The protests were part of a worldwide movement, and in New Zealand followed similar actions in Christchurch, Wellington and Auckland. We will be seeing many more imaginative direct actions like this, because the short-term perspectives of our political and business leaders so signally fail to tackle the gravity of the environmental crisis. New ways have to be found to alert the wider community. In an almost Churchillian sense, we will need blood, sweat and tears to face this crisis. For the sake of our children and children's children we have to take the comfortable blinkers off. Business as usual is no longer an option. New Zealand, in particular, is failing dismally in almost every area of facing up to the challenge of sustainability.

The myopia of our politicians is scarcely a surprise. The deeper problem is the morally burnt-out landscape of many middle-aged Kiwis. "Where there is no vision, the people perish.'' Suburban New Zealand appears not only barren of all vision, but resistant to it, contracted out to short-term solutions and satisfactions. The social media negativity to the protest as reported in the ODT is by no means typical, but it illustrates what we are up against. It is in part an inter-generational problem.

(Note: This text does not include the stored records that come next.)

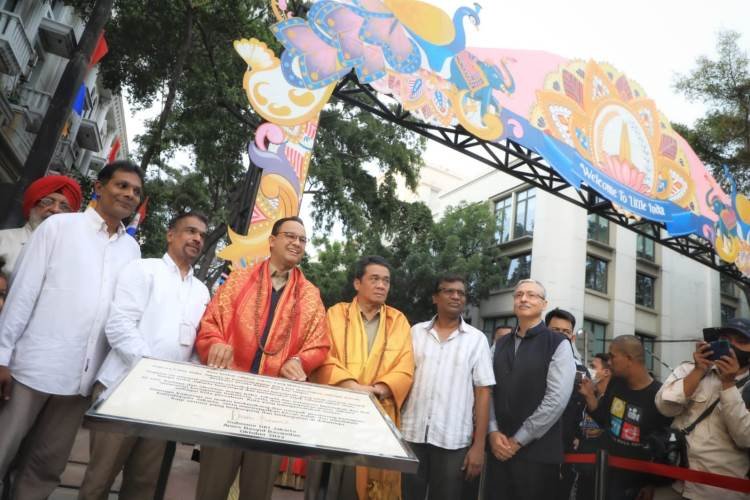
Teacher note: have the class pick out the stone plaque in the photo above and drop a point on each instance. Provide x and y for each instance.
(197, 404)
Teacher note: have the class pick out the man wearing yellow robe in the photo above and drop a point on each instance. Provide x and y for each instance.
(371, 351)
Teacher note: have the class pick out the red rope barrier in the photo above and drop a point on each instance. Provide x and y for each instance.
(680, 473)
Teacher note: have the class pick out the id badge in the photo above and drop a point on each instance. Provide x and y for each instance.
(187, 334)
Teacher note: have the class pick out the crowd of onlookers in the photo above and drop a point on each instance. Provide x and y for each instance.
(484, 419)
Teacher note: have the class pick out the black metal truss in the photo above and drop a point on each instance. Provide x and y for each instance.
(525, 164)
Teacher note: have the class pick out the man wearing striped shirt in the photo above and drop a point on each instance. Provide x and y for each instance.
(445, 417)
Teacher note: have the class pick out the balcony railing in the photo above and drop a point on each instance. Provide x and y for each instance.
(15, 47)
(35, 100)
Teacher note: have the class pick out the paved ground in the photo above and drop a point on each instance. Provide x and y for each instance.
(182, 478)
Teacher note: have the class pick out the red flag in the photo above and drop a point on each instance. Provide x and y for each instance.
(138, 218)
(114, 150)
(99, 51)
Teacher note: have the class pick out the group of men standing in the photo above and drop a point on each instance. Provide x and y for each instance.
(83, 308)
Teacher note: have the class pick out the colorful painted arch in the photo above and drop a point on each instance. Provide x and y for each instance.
(595, 126)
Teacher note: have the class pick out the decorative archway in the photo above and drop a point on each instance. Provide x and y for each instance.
(581, 130)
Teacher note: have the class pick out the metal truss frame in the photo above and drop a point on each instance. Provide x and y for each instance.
(525, 164)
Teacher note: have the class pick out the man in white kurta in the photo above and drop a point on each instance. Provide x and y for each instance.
(50, 195)
(157, 307)
(52, 330)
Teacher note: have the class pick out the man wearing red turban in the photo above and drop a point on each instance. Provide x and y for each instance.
(47, 196)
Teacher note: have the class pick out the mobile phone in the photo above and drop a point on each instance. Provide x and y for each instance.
(579, 377)
(719, 348)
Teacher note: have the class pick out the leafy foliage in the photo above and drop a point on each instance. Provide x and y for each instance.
(722, 137)
(206, 114)
(420, 251)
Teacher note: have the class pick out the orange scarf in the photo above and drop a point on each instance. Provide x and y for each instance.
(238, 313)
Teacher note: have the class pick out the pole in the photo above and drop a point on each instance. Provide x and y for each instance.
(600, 475)
(166, 466)
(46, 139)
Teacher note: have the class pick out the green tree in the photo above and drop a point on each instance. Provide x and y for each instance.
(188, 66)
(419, 250)
(722, 137)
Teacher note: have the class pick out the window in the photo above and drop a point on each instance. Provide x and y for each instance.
(515, 215)
(503, 215)
(727, 312)
(644, 248)
(524, 213)
(598, 229)
(596, 274)
(648, 345)
(726, 285)
(596, 334)
(515, 269)
(645, 290)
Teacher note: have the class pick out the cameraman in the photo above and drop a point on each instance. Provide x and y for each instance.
(720, 441)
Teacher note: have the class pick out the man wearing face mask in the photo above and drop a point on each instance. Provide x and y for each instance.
(720, 441)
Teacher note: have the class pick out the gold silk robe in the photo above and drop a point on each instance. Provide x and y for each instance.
(391, 362)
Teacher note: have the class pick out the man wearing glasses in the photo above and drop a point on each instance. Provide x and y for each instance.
(269, 320)
(52, 340)
(445, 418)
(47, 196)
(371, 352)
(535, 370)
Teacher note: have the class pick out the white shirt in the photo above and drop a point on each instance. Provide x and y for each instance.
(155, 313)
(440, 407)
(11, 244)
(52, 325)
(719, 443)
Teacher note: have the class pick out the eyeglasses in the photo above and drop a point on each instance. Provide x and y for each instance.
(48, 202)
(531, 295)
(379, 279)
(294, 237)
(564, 331)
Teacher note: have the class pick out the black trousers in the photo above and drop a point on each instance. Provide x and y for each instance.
(519, 479)
(439, 476)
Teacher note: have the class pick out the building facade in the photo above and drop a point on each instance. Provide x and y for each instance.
(37, 37)
(614, 281)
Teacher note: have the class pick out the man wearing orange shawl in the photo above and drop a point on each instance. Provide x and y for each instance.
(371, 352)
(269, 320)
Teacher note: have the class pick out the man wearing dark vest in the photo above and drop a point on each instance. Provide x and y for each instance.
(534, 370)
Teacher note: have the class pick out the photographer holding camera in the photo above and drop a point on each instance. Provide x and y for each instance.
(705, 396)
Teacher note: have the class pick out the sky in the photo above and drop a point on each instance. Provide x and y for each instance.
(649, 40)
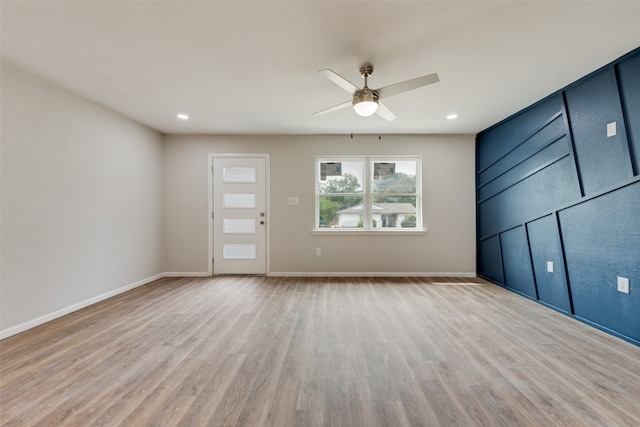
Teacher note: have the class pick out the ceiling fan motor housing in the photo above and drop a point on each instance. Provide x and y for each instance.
(365, 95)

In his lecture, Prof Boston mentioned the visionary calls of Pope Francis for a new ecological ethos. Quite appropriately. But where are the contemporary Rutherford Waddells, who once bridged the gap in Dunedin between the complacent and the exploited, between poverty and affluence? Where are the centres of alternative, forward-looking thinking which are reaching out to suburbia?

I happen to think we are very fortunate in our city council, which has more than its fair share of far-sighted individuals, but how ready is Dunedin as a whole to take seriously the threat to South Dunedin, for example? We seem to live in silos and the growing gap between rich and the poor makes any commitment to the common good which goes beyond mere rhetoric cruelly difficult. We don't want to be disturbed. But alas, we haven't seen anything yet. Top marks to these young protesters and their leaders who are trying to make that clear to us.

Peter Matheson is a Presbyterian minister.